Esta noche nadie pudo dormir en este sitio de agonía, pues nadie pudo obviar las lamentaciones desesperadas de Eva. ¿Cómo iba a poder cumplir 47, caminar a la luz del sol, sentir el viento en sus mejillas, apaciguar su corazón, ordenar las cosas que hacía tiempo tenía que ordenar y que siempre posponía, limpiar el alma negra a la cual sabía, en su fuera interior, que tenía que enfrentarse? ¿Cuándo? Si difícilmente iba a despertarse 30 veces.
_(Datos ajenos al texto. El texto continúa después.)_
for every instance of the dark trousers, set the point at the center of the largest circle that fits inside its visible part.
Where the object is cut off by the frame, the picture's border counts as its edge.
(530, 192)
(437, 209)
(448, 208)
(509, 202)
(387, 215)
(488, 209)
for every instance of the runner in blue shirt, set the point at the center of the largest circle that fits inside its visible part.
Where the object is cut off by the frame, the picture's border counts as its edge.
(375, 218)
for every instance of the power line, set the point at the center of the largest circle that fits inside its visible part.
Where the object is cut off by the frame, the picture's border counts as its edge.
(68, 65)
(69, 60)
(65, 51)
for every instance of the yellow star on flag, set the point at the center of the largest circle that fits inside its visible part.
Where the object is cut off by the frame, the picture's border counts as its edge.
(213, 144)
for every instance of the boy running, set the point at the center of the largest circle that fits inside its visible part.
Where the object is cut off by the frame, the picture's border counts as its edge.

A la mañana, Eva no era ya sino una enorme herida abierta, despavorida, la boca seca y los ojos exorbitantes de tanto gemir.

 

Paso 3 días en este estado cercano a la destrucción, pero el tercer día, como los botones de las rosas en la consola, Eva se abrió a la acción Del cual no quería oír horas antes: el resucitado. Empezó a aceptar su suerte ayudada por Judith, la doctora, Natanael y la hermanita joven que les había alertado.

 

Vino una temporada de tranquilidad y de paz interior que jamás Eva había experimentado, durante la cual pudo reencontrarse con ella misma y con sus allegados, redescubrir la belleza de los rostros humanos aún sufrientes, volver a respirar este aire que ni tenía conciencia que allí residía la grandeza del Señor.

 

Con miles de dificultades se fue visitando cada uno de sus compañeros de dicha, de dicha de estar tan cerca de la vida plena, de la vida eterna, de la vida gloriosa que les habían prometido Cristo.

 

El día de su partida hacía al Padre tuvo un sueño. Ella, que había pedido hacía 10 días que la Virgen María la acompañara cuando llegara la muerte, fue escoltada por centenares de ángeles hacía Ella que la esperaba los brazos abiertos. Solo en ese instante supo que estaba eximida de todas las culpas, dudas y fechorías de su existencia terrenal.

 

 

Una dicha profunda la sumergió justo antes que recibiera un último beso en la mejilla de parte de todos los que se habían quedado.